The bitcoin continued to rally, cruising over the lucrative launch of BITO. The digital currency rose to $64,309.33 on Tuesday: less than 1% below the all-time high valuation. In hindsight, the recovery seems commendable. The growing acceptance, albeit, has far more consequential attributes. The cardinal benefit is apparent: evidence of gradual acceptance by regulators. “The launch of ProShares’ bitcoin ETF on the NYSE provides the validation that some investors need to consider adding BTC to their portfolio,” stated Hong Fang, CEO of Okcoin. In simpler terms, not only would the listing allow relief to the crypto loyalists (solidifying their belief in the currency), but it would also embolden investors on the sidelines who have long been deterred by regulatory uncertainty. Thus, bringing larger, more rooted institutional investors into the crypto market: along with a surge of capital.

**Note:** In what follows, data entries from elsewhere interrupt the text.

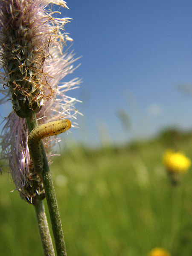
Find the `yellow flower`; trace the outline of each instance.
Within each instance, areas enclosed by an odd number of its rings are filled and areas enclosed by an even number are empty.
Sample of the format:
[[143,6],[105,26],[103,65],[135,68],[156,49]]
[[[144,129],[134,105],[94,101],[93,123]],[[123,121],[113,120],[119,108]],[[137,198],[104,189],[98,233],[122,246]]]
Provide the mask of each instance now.
[[172,150],[166,151],[163,156],[163,161],[169,172],[185,172],[191,166],[190,159],[182,152],[175,152]]
[[171,256],[171,254],[161,248],[156,247],[151,251],[148,256]]

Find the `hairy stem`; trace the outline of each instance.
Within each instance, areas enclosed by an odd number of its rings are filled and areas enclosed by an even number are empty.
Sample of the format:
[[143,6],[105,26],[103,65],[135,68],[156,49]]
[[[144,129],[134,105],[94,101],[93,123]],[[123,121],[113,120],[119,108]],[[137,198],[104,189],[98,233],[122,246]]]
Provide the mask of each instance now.
[[38,204],[34,207],[44,255],[45,256],[55,256],[44,203],[41,200],[39,200]]

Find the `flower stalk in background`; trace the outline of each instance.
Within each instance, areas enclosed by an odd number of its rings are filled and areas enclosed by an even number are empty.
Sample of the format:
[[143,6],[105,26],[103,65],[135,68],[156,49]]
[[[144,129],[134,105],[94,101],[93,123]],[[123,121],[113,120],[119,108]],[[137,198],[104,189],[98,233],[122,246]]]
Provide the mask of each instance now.
[[171,254],[165,250],[157,247],[151,251],[148,256],[171,256]]
[[163,162],[167,169],[171,181],[177,184],[182,175],[186,173],[191,166],[191,160],[181,152],[166,150],[163,157]]
[[[52,3],[68,8],[63,0],[1,1],[0,82],[3,97],[0,103],[11,99],[13,110],[5,120],[0,144],[1,158],[9,163],[16,189],[23,199],[35,206],[38,220],[37,212],[40,209],[44,210],[41,200],[46,196],[57,252],[66,255],[49,168],[53,147],[59,139],[46,140],[45,148],[41,143],[41,175],[34,172],[27,144],[29,134],[38,125],[58,119],[76,119],[78,112],[74,106],[78,101],[66,93],[76,88],[80,80],[60,83],[76,68],[73,63],[77,59],[74,58],[73,52],[63,51],[67,41],[73,41],[63,27],[70,19],[55,17],[59,13],[49,9],[48,5]],[[58,238],[58,233],[63,238]],[[46,247],[48,242],[44,242]],[[52,250],[49,253],[54,255]]]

However, the surging acceptance may be diluting the rudimentary phenomenon of bitcoin. While retail investors would continue to participate in the notorious game of speculation via trading bitcoin, the opportunity to gain indirect exposure to bitcoin could divert the risk-averse investors. It means many loyalists could retract and direct towards BITO and other imminent bitcoin-linked ETFs instead of setting up a digital custodianship. Ultimately, it boils down to Bitcoin ETFs being managed by third parties instead of the investor: relenting control to a centralized figure. Moreover, with growing scrutiny under the eye of SECP, the steps vaguely intimate a transition to harness the market instead of liberalizing it: quiet oxymoronic to the entire decentralized model of cryptocurrencies.
Nonetheless, the listing of BITO is an optimistic development that would draw skeptics to at least observe the rampant popularity of the asset class. While the options on BITO are expected to begin trading on the NYSE Arca Options and NYSE American Options exchanges on Wednesday, other futures-based Bitcoin ETFs are on the cards. The surging popularity (and reluctant acceptance) amid tightening regulation could prove a turn of an era for the US capital markets. However, as some critics have cited, BITO is not a spot-based ETF and is instead linked to futures contracts. Thus, the restrain is still present as the regulators do not want a repeat of the financial crisis. Nevertheless, bitcoin has proved its deterrence in the face of skepticism. And if the BITO launch is to be marveled at, then the regulations are bound to adapt to the revolution that is unraveling in the modern financial reality.